Using quantitative risk analysis has a number of benefits, including:

  • Providing a means of analyzing the combined effect of risks together on objectives, rather than treating each risk separately and individually.
  • Describing risks quantitatively, using numbers or ranges for probability and impacts, instead of ambiguous descriptive terms such as High or Low.
  • Offering consistency in analysis, since the operation and output of a simulation model is independent of the person running the analysis, and is not subject to their subjective preconceptions and bias.
  • Allowing exploration of a range of options for addressing risk, through the ability to flex the model to analyze different scenarios and alternatives to the base case.
  • Reflecting a degree of complexity that exceeds what can be understood by a single person or held in their memory, allowing development of a sophisticated model of reality which can accurately predict outcomes.
  • Presenting targets realistically, as a range of possible outcomes rather than as a single point.
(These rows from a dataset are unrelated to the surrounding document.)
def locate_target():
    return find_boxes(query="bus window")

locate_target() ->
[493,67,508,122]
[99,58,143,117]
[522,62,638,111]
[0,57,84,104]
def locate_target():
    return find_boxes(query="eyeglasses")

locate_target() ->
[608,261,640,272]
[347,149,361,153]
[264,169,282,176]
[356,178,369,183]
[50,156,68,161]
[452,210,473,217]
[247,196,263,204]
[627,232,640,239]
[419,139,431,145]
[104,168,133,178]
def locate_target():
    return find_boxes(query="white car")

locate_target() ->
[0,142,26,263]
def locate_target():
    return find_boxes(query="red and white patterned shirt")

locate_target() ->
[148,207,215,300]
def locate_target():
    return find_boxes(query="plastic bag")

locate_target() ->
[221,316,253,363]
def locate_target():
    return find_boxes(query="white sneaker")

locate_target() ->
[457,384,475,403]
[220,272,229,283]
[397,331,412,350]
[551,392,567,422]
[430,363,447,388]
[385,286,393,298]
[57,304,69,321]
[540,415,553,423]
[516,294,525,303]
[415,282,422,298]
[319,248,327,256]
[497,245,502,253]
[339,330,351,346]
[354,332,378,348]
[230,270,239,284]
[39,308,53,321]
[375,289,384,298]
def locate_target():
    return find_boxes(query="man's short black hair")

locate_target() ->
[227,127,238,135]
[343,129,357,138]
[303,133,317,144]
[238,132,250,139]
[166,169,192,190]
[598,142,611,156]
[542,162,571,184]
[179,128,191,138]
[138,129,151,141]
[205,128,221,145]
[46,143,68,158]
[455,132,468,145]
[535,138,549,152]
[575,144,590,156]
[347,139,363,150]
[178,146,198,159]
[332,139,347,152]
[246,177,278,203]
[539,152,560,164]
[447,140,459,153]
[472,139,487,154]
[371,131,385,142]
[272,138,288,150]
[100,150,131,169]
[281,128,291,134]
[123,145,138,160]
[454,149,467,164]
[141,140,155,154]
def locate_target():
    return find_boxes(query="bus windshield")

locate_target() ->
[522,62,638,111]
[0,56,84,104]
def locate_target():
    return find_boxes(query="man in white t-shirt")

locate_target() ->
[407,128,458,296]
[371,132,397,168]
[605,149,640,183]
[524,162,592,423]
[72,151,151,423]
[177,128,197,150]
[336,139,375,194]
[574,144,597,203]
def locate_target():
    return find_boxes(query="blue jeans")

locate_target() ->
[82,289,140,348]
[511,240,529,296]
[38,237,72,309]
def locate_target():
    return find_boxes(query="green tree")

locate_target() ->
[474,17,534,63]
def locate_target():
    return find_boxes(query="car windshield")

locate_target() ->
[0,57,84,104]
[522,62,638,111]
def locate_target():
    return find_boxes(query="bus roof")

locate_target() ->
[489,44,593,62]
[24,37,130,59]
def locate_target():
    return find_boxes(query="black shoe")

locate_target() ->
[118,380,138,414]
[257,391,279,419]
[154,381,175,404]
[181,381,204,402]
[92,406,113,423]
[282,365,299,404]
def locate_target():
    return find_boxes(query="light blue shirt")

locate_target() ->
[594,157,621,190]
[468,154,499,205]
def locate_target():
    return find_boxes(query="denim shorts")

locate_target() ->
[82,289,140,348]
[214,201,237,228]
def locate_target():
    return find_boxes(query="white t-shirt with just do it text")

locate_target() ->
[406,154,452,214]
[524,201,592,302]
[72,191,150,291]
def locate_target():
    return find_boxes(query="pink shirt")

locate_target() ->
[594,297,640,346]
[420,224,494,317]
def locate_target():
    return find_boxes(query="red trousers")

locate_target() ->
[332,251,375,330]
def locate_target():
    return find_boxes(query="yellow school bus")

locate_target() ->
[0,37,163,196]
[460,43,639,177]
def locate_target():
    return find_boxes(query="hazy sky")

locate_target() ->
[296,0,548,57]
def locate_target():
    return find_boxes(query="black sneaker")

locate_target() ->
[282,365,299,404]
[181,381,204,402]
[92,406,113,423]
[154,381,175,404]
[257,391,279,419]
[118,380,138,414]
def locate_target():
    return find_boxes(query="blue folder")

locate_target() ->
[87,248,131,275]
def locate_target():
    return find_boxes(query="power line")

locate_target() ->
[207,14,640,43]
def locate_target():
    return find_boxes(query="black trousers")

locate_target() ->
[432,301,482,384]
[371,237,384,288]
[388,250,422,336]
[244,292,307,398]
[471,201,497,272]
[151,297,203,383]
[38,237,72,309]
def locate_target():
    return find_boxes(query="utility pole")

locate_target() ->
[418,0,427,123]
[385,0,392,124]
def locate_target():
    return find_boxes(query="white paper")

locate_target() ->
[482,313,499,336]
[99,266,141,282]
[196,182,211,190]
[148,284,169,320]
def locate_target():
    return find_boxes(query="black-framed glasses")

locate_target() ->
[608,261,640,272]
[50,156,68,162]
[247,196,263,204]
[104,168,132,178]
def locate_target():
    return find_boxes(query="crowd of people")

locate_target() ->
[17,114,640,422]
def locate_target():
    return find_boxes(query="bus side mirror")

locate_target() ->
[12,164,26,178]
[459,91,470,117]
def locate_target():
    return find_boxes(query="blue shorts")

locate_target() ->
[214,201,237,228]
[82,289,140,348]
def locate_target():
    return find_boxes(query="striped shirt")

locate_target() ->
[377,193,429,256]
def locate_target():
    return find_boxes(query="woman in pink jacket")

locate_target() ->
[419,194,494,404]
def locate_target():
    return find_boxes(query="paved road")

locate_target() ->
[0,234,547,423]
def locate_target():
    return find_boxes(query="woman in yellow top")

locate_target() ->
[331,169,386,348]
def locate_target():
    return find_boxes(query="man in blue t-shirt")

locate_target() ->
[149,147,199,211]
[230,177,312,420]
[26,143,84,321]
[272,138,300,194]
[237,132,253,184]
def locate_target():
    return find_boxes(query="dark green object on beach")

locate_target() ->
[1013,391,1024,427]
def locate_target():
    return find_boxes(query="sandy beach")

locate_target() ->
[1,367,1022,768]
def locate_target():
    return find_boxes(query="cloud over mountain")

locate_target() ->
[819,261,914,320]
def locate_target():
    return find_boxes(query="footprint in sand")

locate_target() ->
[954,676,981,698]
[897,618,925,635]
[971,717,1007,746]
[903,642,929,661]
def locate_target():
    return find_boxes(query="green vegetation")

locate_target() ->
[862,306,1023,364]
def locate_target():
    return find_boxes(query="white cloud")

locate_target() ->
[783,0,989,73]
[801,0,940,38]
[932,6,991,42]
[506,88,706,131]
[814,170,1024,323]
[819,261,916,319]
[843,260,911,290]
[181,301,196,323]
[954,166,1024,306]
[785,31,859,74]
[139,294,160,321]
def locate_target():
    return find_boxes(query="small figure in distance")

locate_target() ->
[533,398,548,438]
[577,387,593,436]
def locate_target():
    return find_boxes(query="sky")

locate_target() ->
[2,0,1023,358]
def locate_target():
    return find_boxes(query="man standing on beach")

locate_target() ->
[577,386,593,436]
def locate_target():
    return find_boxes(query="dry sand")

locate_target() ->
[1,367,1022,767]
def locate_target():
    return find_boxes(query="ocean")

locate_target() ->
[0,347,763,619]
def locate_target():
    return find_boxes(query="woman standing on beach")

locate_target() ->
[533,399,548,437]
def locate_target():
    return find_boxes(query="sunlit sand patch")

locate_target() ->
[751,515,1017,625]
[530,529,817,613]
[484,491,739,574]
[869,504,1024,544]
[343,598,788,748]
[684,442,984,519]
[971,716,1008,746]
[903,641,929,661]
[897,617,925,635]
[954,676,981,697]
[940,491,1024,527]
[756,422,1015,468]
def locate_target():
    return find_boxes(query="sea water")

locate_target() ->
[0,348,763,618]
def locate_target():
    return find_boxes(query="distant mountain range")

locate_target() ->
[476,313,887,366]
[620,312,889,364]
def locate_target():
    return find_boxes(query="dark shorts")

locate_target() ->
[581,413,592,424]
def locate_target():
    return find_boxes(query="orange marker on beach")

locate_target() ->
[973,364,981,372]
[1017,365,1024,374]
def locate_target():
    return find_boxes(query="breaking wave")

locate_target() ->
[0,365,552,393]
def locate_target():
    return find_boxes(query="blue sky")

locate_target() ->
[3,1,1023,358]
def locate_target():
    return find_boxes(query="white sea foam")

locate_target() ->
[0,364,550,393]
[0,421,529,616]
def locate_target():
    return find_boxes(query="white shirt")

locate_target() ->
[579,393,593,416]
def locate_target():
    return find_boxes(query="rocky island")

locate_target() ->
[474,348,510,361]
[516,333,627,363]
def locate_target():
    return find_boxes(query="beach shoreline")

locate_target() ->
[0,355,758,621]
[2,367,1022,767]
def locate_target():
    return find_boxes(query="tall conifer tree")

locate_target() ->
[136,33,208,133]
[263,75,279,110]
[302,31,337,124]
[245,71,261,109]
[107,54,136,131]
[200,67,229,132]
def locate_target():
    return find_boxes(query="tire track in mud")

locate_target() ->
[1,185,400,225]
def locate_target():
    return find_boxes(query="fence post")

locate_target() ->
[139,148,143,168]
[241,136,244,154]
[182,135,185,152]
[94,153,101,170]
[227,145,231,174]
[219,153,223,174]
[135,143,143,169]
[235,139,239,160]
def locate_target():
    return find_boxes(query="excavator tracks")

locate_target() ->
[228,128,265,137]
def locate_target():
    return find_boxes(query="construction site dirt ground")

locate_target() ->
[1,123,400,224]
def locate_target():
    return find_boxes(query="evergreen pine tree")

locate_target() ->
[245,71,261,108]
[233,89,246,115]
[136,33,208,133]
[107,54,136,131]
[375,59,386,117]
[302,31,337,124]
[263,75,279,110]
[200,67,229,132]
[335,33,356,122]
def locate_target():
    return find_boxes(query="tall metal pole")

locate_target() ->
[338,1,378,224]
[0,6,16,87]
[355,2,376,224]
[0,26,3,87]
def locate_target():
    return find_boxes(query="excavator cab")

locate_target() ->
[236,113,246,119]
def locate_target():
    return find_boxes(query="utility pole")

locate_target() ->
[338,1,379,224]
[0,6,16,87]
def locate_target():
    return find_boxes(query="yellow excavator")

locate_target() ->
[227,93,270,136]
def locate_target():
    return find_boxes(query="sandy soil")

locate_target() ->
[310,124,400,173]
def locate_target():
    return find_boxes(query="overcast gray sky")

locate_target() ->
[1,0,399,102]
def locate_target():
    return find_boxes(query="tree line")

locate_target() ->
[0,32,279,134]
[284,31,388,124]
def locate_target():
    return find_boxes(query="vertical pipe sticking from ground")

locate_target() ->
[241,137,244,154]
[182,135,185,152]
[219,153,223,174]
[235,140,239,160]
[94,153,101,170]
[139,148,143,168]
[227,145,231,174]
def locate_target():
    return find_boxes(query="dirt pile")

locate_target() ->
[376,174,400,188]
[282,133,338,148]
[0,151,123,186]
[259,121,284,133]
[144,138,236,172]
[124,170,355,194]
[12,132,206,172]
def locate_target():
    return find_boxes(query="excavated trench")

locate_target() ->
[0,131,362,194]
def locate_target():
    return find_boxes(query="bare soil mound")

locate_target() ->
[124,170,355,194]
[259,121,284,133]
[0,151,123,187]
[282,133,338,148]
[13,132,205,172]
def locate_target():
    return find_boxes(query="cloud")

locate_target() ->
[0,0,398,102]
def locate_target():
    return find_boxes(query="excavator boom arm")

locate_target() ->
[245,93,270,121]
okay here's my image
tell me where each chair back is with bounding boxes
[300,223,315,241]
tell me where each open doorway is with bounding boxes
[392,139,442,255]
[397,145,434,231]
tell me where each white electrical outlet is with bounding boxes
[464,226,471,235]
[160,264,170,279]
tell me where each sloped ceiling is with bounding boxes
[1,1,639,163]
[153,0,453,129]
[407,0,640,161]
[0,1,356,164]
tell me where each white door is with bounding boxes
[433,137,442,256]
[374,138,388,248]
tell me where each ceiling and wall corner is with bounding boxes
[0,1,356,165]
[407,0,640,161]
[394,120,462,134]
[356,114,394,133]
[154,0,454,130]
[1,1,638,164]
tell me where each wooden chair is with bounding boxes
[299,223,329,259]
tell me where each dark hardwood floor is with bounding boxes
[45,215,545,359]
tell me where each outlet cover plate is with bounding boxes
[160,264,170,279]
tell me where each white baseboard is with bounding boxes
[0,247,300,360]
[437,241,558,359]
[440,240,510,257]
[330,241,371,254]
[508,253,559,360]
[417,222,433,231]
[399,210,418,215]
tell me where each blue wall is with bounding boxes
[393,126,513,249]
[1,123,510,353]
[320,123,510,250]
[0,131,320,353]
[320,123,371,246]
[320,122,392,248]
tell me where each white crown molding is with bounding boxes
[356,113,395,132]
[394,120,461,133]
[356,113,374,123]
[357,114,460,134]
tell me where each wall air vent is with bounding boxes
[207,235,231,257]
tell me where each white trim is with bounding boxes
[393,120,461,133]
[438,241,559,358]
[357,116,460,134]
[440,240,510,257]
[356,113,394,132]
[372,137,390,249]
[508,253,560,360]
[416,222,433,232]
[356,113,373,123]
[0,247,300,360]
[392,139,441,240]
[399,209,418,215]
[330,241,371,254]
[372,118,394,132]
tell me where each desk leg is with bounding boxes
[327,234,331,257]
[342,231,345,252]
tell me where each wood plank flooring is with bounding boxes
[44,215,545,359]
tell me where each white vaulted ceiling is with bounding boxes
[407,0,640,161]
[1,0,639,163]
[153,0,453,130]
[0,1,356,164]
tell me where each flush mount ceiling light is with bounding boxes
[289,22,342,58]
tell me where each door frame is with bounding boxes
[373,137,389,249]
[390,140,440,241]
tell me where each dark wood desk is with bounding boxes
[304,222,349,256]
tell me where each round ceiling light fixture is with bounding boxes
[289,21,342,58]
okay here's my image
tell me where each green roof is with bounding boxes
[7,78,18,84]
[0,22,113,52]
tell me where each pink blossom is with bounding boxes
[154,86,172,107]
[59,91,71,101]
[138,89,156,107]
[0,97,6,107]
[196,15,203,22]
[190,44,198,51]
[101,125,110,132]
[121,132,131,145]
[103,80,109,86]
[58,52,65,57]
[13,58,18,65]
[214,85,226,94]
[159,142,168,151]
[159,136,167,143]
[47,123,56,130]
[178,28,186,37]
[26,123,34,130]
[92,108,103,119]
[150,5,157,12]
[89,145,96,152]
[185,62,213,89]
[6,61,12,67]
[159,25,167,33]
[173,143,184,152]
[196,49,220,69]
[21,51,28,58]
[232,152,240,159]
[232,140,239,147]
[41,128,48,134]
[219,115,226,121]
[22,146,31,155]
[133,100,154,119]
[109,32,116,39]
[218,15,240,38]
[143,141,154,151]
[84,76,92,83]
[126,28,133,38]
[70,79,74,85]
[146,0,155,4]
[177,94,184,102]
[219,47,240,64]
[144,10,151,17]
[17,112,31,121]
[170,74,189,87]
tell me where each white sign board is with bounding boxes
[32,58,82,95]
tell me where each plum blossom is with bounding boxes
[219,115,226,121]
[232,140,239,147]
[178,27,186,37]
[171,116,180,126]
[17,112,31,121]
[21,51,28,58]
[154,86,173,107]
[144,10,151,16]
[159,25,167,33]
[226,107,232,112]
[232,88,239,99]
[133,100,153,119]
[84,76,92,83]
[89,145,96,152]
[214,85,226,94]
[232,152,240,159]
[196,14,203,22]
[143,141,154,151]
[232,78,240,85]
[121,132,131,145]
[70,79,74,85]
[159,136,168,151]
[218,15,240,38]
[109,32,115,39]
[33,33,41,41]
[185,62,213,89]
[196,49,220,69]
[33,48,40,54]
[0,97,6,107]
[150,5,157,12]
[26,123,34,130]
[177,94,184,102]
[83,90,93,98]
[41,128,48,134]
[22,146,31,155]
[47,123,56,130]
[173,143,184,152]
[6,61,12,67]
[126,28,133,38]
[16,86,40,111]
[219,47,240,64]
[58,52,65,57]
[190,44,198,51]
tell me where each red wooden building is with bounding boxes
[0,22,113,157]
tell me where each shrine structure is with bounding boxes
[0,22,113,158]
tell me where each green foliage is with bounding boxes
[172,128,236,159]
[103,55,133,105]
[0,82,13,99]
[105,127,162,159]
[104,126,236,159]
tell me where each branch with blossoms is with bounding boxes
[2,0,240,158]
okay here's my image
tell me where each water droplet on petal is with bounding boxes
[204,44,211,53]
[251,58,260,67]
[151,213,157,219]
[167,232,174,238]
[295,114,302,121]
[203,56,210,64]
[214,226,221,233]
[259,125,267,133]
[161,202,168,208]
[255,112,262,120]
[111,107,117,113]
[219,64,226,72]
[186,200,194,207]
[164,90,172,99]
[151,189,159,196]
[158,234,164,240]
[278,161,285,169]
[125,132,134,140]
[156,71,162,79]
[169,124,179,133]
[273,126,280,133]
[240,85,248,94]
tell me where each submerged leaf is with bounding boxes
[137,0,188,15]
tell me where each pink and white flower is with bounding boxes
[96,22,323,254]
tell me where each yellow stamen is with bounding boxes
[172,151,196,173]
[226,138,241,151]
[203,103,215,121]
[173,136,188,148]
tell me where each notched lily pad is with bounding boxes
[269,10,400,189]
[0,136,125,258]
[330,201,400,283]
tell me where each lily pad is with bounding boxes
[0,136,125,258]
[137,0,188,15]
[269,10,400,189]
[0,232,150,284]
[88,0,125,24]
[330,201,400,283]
There are also however shortcomings in using quantitative risk analysis, including:

  • The need to use software tools. These may have good functionality and capability to support detailed analysis of risk, but they are an additional cost to the project, are likely to require staff training if they are to be used effectively, and require integration with other project tools.
  • Analytical outputs need careful interpretation, which may need some understanding of statistical principles to avoid misinterpretation.
  • Results have spurious precision, since computer-based tools naturally produce outputs to many decimal places, suggesting a degree of precision which is unlikely to be justified by the input data.
  • A related danger is spurious credibility, giving too much credence to model outputs without applying sufficient critical thought or judgment to the results.
  • The use of specialized tools can result in dependence on an “expert” to run the analysis, performing tasks that are not understood by the team, leading to a degree of separation and loss of ownership.

The existence of both strengths and weaknesses in quantitative risk analysis mean that care should be exercised when implementing this phase of the risk process.